You don’t notice it happening until you step away. Then, one day, you see them again, and it hits you. The woman sitting next to me wasn’t just my mother anymore—she was someone’s abuela in waiting, her hair thinner, her hands speckled with faint liver spots I didn’t remember.

She turned to look out the window, her profile sharp against the glow of passing billboards advertising collagen clinics and luxury watches. The lights of Sunset flickered across her face—here one moment, gone the next—like the city itself couldn’t decide whether to touch her or leave her be.
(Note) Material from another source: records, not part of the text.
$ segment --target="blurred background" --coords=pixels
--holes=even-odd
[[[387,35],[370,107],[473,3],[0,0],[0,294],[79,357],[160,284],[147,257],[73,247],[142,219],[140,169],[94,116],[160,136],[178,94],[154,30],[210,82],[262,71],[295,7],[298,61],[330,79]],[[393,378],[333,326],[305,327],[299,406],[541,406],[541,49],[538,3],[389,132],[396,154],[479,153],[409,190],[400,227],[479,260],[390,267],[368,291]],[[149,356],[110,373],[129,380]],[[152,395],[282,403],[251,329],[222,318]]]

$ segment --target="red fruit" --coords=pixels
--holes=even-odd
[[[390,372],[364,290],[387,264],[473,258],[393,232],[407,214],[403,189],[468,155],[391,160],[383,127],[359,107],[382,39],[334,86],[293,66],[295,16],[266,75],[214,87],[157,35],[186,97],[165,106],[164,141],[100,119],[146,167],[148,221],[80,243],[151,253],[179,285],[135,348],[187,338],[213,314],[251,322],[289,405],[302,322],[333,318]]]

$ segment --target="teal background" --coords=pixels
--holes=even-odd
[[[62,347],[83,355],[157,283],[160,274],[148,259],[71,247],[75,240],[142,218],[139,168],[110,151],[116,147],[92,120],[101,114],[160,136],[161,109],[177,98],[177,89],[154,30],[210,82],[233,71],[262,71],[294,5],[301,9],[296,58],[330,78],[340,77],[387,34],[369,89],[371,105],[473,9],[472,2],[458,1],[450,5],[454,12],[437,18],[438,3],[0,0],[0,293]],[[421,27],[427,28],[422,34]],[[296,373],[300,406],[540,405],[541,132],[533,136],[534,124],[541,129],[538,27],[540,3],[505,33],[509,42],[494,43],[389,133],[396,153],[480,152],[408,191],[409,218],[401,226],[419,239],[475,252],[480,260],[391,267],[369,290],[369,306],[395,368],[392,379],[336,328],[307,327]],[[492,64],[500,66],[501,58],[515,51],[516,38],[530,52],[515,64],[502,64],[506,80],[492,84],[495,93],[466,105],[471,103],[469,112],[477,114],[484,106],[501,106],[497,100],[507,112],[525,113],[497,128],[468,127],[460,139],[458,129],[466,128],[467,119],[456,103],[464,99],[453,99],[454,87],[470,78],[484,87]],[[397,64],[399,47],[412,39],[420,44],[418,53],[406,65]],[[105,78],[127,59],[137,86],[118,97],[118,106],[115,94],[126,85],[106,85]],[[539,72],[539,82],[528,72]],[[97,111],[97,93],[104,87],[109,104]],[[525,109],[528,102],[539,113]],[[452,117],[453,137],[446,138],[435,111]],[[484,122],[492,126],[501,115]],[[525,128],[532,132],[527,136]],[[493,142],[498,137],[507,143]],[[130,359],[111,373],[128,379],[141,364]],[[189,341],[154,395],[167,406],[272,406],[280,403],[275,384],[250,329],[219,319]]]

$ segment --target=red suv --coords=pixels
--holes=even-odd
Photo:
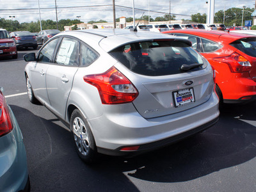
[[[186,38],[216,72],[220,103],[256,99],[256,36],[220,31],[172,30],[164,33]]]
[[[10,56],[17,59],[18,53],[14,41],[6,29],[0,29],[0,58]]]

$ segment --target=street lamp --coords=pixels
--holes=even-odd
[[[244,20],[244,8],[246,8],[246,6],[243,6],[243,16],[242,16],[242,24],[241,24],[241,26],[243,27],[243,20]]]
[[[12,28],[13,31],[13,17],[15,17],[15,16],[9,16],[9,17],[12,18]]]

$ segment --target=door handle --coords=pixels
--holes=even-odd
[[[61,78],[60,78],[60,79],[63,83],[68,83],[68,79],[66,77],[65,75],[63,75]]]
[[[45,74],[45,73],[44,72],[44,70],[41,70],[41,72],[40,72],[40,74],[41,74],[41,76],[44,76],[44,74]]]

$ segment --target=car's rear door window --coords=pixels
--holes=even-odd
[[[64,37],[58,51],[55,62],[65,65],[78,65],[79,44],[76,39]]]
[[[222,47],[221,45],[204,38],[201,38],[204,52],[214,52]]]
[[[38,61],[46,63],[52,62],[54,51],[58,42],[59,38],[56,38],[47,43],[39,52]]]
[[[256,57],[256,38],[255,38],[241,39],[230,45],[250,56]]]
[[[183,64],[204,64],[202,56],[182,41],[162,40],[136,42],[120,46],[109,54],[131,71],[150,76],[184,72],[180,70]],[[204,65],[191,71],[205,67]]]

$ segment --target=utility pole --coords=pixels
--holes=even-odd
[[[114,23],[114,29],[116,28],[116,8],[115,6],[115,0],[113,0],[113,20]]]
[[[56,15],[57,29],[59,29],[58,26],[57,4],[56,4],[56,0],[55,0],[55,11],[56,11]]]
[[[39,12],[39,21],[40,23],[40,31],[42,31],[41,13],[40,13],[40,11],[39,0],[38,0],[38,12]]]

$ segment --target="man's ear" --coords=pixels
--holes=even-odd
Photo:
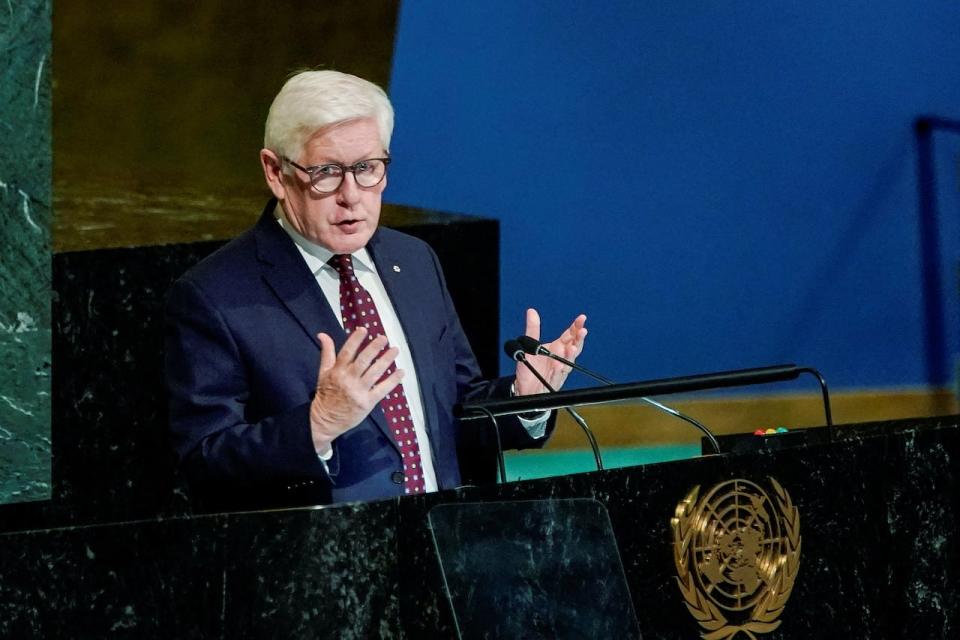
[[[270,149],[260,149],[260,166],[263,167],[263,177],[270,191],[277,200],[283,200],[286,197],[286,187],[283,184],[283,161]]]

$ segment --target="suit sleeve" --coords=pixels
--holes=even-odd
[[[310,436],[310,398],[279,415],[250,417],[248,375],[233,334],[188,279],[168,296],[165,345],[170,426],[192,484],[235,490],[329,481]]]

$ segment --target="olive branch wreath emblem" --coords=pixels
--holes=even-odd
[[[774,559],[772,566],[767,568],[763,592],[757,598],[749,616],[736,623],[728,620],[723,608],[701,587],[701,581],[698,581],[694,573],[699,572],[700,568],[696,566],[691,545],[694,536],[710,526],[711,519],[707,513],[710,506],[707,497],[697,501],[700,485],[694,487],[677,505],[675,515],[670,520],[677,584],[687,609],[704,629],[701,633],[704,640],[728,640],[740,633],[751,640],[757,640],[756,634],[769,633],[780,626],[781,620],[778,618],[790,598],[800,567],[800,514],[790,499],[790,494],[780,483],[773,478],[770,478],[770,483],[776,493],[776,507],[784,534],[783,552]]]

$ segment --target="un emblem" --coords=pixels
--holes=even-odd
[[[670,520],[677,583],[704,640],[756,640],[780,626],[800,567],[800,515],[770,478],[775,500],[729,480],[699,500],[696,486]]]

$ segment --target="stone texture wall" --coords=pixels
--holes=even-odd
[[[0,5],[0,503],[50,497],[50,2]]]

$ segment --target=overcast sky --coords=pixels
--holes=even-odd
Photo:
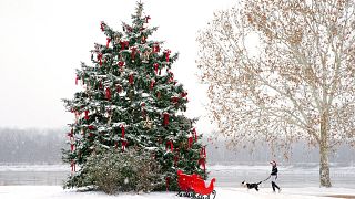
[[[131,23],[134,0],[0,0],[0,127],[64,127],[73,122],[61,98],[72,98],[75,69],[90,62],[93,43],[105,43],[100,21],[115,30]],[[235,0],[143,0],[154,38],[180,52],[173,72],[189,92],[187,116],[207,130],[205,86],[197,84],[197,30]]]

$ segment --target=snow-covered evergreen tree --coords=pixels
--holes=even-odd
[[[205,177],[205,147],[197,142],[194,119],[183,115],[187,92],[171,72],[178,54],[149,40],[156,28],[148,27],[150,17],[142,12],[138,3],[133,24],[123,23],[123,32],[101,22],[106,43],[91,51],[92,65],[77,70],[75,83],[83,90],[64,100],[75,115],[70,148],[63,150],[72,167],[67,187],[90,185],[88,157],[112,149],[149,151],[164,175],[160,189],[176,189],[178,169]]]

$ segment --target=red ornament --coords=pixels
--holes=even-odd
[[[111,38],[106,38],[106,40],[108,40],[106,48],[109,48],[110,42],[111,42]]]
[[[163,116],[164,116],[164,126],[168,126],[169,125],[169,113],[163,113]]]
[[[169,62],[169,55],[170,55],[171,51],[168,49],[168,50],[165,50],[164,53],[165,53],[166,62]]]
[[[145,107],[145,103],[142,103],[141,106],[142,106],[142,116],[145,117],[145,108],[144,108]]]
[[[166,181],[165,181],[165,184],[166,184],[166,191],[169,191],[169,181],[170,181],[170,178],[166,177],[165,180],[166,180]]]
[[[182,92],[181,97],[185,97],[185,96],[187,96],[187,92]]]
[[[174,151],[174,145],[172,140],[166,142],[166,149],[169,149],[170,146],[170,151]]]
[[[99,53],[97,57],[98,57],[100,66],[101,66],[102,65],[102,53]]]
[[[67,135],[68,135],[69,138],[72,138],[74,136],[74,130],[71,129]]]
[[[85,109],[85,119],[89,119],[89,109]]]
[[[189,137],[189,149],[192,147],[192,144],[193,144],[193,138]]]
[[[179,156],[175,156],[175,157],[174,157],[174,165],[175,165],[175,166],[178,165],[178,161],[179,161]]]
[[[100,24],[100,28],[101,28],[101,31],[103,32],[104,31],[104,22],[103,21],[101,21],[101,24]]]
[[[134,60],[135,53],[136,53],[136,46],[131,48],[131,59]]]
[[[121,93],[122,92],[122,86],[119,84],[119,85],[116,85],[116,91],[119,92],[119,93]]]
[[[148,20],[150,20],[151,19],[151,17],[150,15],[146,15],[145,17],[145,23],[148,23]]]
[[[156,74],[156,73],[158,73],[159,64],[158,64],[158,63],[154,63],[154,64],[153,64],[153,67],[154,67],[155,74]]]
[[[194,137],[195,137],[195,142],[197,142],[197,132],[196,132],[196,128],[193,128],[193,129],[192,129],[192,133],[193,133],[193,135],[194,135]]]
[[[155,84],[155,81],[154,81],[154,80],[151,80],[151,86],[150,86],[150,90],[153,90],[154,84]]]
[[[153,45],[153,53],[158,53],[158,52],[160,52],[159,43],[154,43],[154,45]]]
[[[179,97],[178,97],[178,96],[172,96],[172,97],[171,97],[171,101],[172,101],[174,104],[178,104],[178,103],[179,103]]]
[[[205,146],[201,148],[200,157],[206,158],[206,147]]]
[[[124,62],[123,61],[119,61],[119,66],[122,69],[124,65]]]
[[[74,160],[71,160],[70,166],[71,166],[71,171],[75,172],[75,161]]]
[[[106,87],[106,100],[111,101],[111,91],[110,87]]]
[[[146,42],[146,38],[143,35],[141,39],[141,43],[145,43]]]
[[[129,142],[126,140],[122,140],[122,151],[125,150],[125,146],[129,144]]]
[[[124,50],[125,48],[129,46],[129,42],[128,41],[120,41],[121,44],[121,50]]]
[[[133,74],[130,74],[130,76],[129,76],[129,82],[130,82],[130,84],[132,85],[133,84]]]
[[[121,137],[124,139],[124,135],[125,135],[125,133],[124,133],[124,125],[121,125]]]

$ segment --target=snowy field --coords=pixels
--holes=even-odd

The house in the hills felt cavernous as I led her through, pointing out the features as if I were trying to sell her something. “This is the kitchen,” I said, gesturing to the gleaming countertops and the six-burner stove that had probably never seen a pot of arroz con pollo. Don preferred “American good” as he put it. “Living room’s through there. And the guest house is out back.”

She nodded, her hands clasped tightly around the strap of her handbag. I could tell she was nervous. She’d spent her whole life in cramped apartments. Here, the space echoed. Even the silence was different—cleaner, emptier.

The guest house was small but modern. I’d made sure our maid put fresh sheets on the bed and stocked the fridge with the things I knew she liked—sliced mango, guava juice, the kind of queso fresco she always crumbled over everything.

“It’s nice,” she said, running a hand along the counter like she didn’t quite believe it was hers.

“You’ll get used to it,” I said.

She sank down onto the bed. “And your boyfriend? Don?”

“He’s filming a movie in Italy,” I told her. “He’ll be home in a week or two.”

“And what if your father comes?” she asked.

“This place is gated,” I reminded her, crossing my arms. “Plus, I don’t think he could afford a plane ticket.”

That last part came out sharper than I intended, but it was true. The man could barely scrape together enough for a six-pack most days, let alone a cross-country flight. I was sure that he’d already blown the meager check TMZ gave him on booze. She didn’t argue, just stared out the window.

“I just worry,” she said finally, her voice barely above a whisper.

“I know,” I said. “But you don’t have to anymore. Not about him, at least.”

She gave a small nod, though her shoulders stayed hunched. She had carried too much for too long, and I wasn’t naive enough to think one move to Los Angeles would change that overnight. But it was a start.

That night, I couldn’t sleep. The house felt too quiet, too big. I lay there, staring at the ceiling, imagining my mother in the guest house. Alone in a bed she wasn’t used to, surrounded by walls that weren’t hers. We hadn’t been close for years thanks to my father. But she was still my mother, and whatever cracks had split open between us, the love I felt for her never quite crumbled.

I wanted to fix it—what he’d broken, what time had stolen. So, I got up, slipping on my robe and stepping out into the dew-damp yard.

The guest house glowed, warm light spilling through the curtains. I let myself in. She was curled on her side in bed, the quilt pulled up to her chin. For a moment, I just stood there, watching her. She looked so small, almost delicate, her hands tucked under her cheek like a child’s.

I slid into the bed beside her, the mattress dipping under my weight. She stirred, her eyes fluttering open for a moment before she smiled sleepily. I was so much bigger than her, taking up more than my share of the space, but she didn’t seem to mind. She pulled me close, her arms wrapping around me.

Her voice was soft in my ear, a whisper of my name. Not Evelyn the starlet or Evelyn the battered-girlfriend, but mija.